Electric arcing (see Wikipedia:electric_arc) can be damaging and is usually to be avoided in particle optics systems. It can occur, for example, if two conductive electrodes with a high enough potential difference are placed too close together.

In the context of SIMION, you may want to predict whether arcing will occur. Arcing can depend on a variety of different factors such as

  • the electric field magnitude relative to the dielectric strength (see Wikipedia:Dielectric_strength)
  • the type of medium between the electrodes (could be vacuum or some type of gas, liquid, or solid)
  • the pressure (for gaseous mediums)
  • the distance between the electrodes (see Wikipedia:Paschen’s_law)
  • the electrode surface roughness or shape, and
  • any surface contamination.

To provide some context, the dielectric strength of air (not vacuum) is roughly 3E+6 V/m (ref) but of course depends on other conditions.

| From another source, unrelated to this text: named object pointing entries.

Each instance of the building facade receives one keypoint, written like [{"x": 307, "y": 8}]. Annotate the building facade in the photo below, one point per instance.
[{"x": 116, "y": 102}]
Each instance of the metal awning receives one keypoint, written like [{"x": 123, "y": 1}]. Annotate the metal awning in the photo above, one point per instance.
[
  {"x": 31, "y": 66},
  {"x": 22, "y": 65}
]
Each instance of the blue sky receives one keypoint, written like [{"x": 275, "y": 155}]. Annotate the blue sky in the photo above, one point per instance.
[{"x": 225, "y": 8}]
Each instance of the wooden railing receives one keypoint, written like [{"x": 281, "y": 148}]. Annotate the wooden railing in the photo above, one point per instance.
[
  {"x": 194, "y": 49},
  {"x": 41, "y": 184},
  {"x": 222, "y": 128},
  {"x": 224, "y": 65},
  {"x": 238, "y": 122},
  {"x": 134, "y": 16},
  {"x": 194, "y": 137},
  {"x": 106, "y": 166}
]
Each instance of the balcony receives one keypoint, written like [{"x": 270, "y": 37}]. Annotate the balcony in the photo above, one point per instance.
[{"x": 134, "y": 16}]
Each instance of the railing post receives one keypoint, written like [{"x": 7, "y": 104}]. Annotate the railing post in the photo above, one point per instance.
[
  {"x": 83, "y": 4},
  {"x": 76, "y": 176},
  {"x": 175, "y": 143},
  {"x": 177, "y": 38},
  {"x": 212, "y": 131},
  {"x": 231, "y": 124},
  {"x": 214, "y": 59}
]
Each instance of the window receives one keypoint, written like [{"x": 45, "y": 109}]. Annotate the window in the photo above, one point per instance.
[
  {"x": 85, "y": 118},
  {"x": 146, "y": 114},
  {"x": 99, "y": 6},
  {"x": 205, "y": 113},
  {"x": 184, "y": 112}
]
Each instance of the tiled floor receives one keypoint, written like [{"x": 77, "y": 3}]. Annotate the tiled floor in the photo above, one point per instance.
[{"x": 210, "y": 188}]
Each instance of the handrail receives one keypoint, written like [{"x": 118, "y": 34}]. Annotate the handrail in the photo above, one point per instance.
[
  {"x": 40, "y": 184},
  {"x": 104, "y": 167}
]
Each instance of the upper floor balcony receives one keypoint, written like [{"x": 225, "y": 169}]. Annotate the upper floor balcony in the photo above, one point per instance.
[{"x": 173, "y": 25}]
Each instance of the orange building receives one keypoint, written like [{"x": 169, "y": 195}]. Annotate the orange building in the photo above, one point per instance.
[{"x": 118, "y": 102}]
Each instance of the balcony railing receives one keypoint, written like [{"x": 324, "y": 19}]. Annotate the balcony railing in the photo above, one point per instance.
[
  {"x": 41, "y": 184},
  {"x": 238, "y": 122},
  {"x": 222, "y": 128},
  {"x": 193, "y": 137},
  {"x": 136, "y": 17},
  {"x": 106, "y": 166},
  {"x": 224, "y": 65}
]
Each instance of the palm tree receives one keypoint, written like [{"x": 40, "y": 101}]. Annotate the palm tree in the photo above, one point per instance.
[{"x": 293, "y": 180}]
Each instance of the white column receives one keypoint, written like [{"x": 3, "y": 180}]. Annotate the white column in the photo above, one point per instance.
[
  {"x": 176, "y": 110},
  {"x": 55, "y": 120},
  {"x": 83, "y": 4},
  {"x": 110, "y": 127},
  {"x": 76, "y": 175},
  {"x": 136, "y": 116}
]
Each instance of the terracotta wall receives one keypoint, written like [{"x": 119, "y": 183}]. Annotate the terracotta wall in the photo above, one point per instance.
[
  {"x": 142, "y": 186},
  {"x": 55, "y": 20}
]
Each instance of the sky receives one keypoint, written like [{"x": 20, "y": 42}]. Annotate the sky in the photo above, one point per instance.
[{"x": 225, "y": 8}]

SIMION can at least tell you about the strength of the electric field (via the Laplace Equation). The Gradient Contour type on the View screen can be helpful in highlighting regions of your system that exceed a certain field strength.

Even in a perfect vacuum, there is a limit to the field, on the order of V/nm, above which Field Emission can occur. Field emission can sometimes be a useful process, such as in the case of field emission cathodes.